Shared Success: The Formula for Successful Book Fairs

By Lynn Reynolds, Librarian at Coles Ferry Elementary School in Lebanon, TN

Lynn Reynolds After three years of coordinating her school Book Fairs, Lynn shares her formula for success: organization, pre-promotion and enthusiastic volunteers.

Organize, Organize, Organize
“Before my Reading Rain Forest Book Fair last fall, I evaluated the things I thought worked well and those that didn’t work so well during previous Fairs – I tried to address every detail in advance. My August Book Fair is one of the earliest of the season, so I started gearing up over the summer.”

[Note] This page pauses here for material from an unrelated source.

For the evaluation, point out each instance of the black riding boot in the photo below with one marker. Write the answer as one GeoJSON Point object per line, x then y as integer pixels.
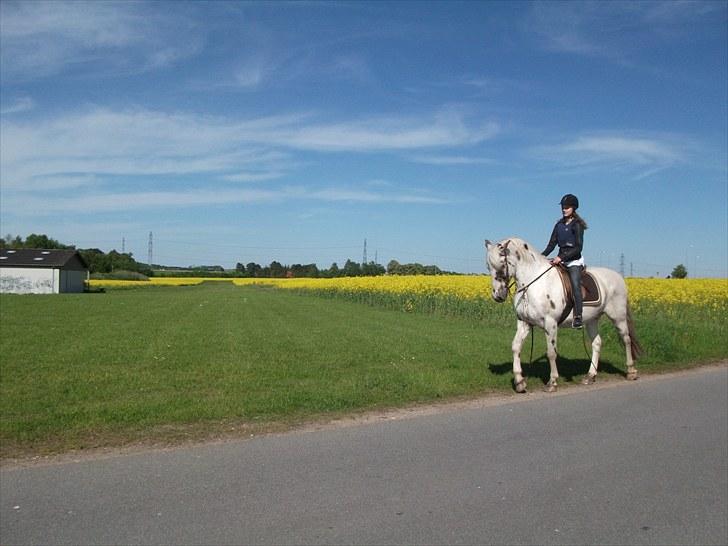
{"type": "Point", "coordinates": [575, 276]}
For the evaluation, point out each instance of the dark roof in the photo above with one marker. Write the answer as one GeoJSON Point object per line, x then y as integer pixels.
{"type": "Point", "coordinates": [37, 257]}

“During the first week of school, I recruited a team of gung-ho parent volunteers, who proved to be instrumental in our success. Because it was the beginning of the school season, all the parents were fresh and eager to be involved. By having the Fair early, I ensure my school event is one they’ll sign up for.”

“Our decorating committee – three dedicated women – also started planning during the summer break, brainstorming ideas for decorations to complement our Fair’s theme. I tell them what I have in mind, and they always amaze me with their creativity. I think they’ll never outdo themselves, but every year they take it to the next level. Their decorations are always phenomenal.”

Promotion is the Key
Reynolds was able to generate enthusiasm and a large turnout through a series of promotions, including Booktalks, intercom announcements, notes to parents, and costume character appearances. Students also wore sandwich boards advertising the event.

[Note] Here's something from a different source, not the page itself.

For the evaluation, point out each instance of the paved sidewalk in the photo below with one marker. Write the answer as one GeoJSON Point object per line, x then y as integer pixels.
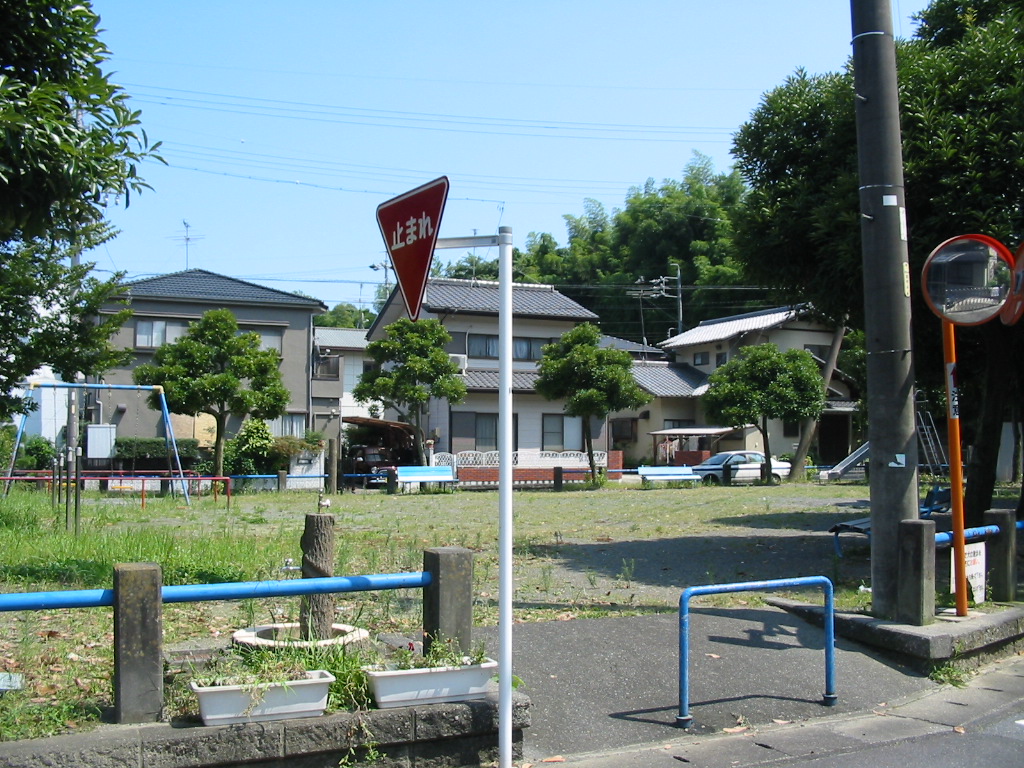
{"type": "Point", "coordinates": [605, 692]}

Booktalks were a big part of the promotion. Reynolds asked her Scholastic sales consultant to forward a few titles– at least one from each grade level – prior to the start of classes.

“I read the books, talk about them, and tell students the same titles will be available at the next Book Fair. I’ve found that if you talk about the books, kids will want to buy them.”

On the Book Fair’s opening day, usually the Friday preceding the Fair, the school hosts an assembly, featuring a promotional skit performed by Reynolds, parent volunteers, and students. The assembly also features a Scholastic costume character, and the kids themselves often wear costumes.

“This year, one of my students dressed up like Junie B. Jones to promote the title of that book. She really stole the show,” said Reynolds.

A Book for Every Student
Parent volunteers worked hard to line up sponsors for the Fair. The fund-raising effort drew enough donations to ensure that every student received a book. At the close of the fair, a parent volunteer took a group photo of the kids, holding their books, and the photo was sent along with a note to the Fair’s sponsors, thanking them for their support. A reporter from the local newspaper usually attends the event.

Reynolds emphasized the importance of planning and outside support.

“The difference between a successful Fair and an unsuccessful one comes down to four elements – organization, promotion, community support and volunteers. You need to focus on all four to make your Fair a success.”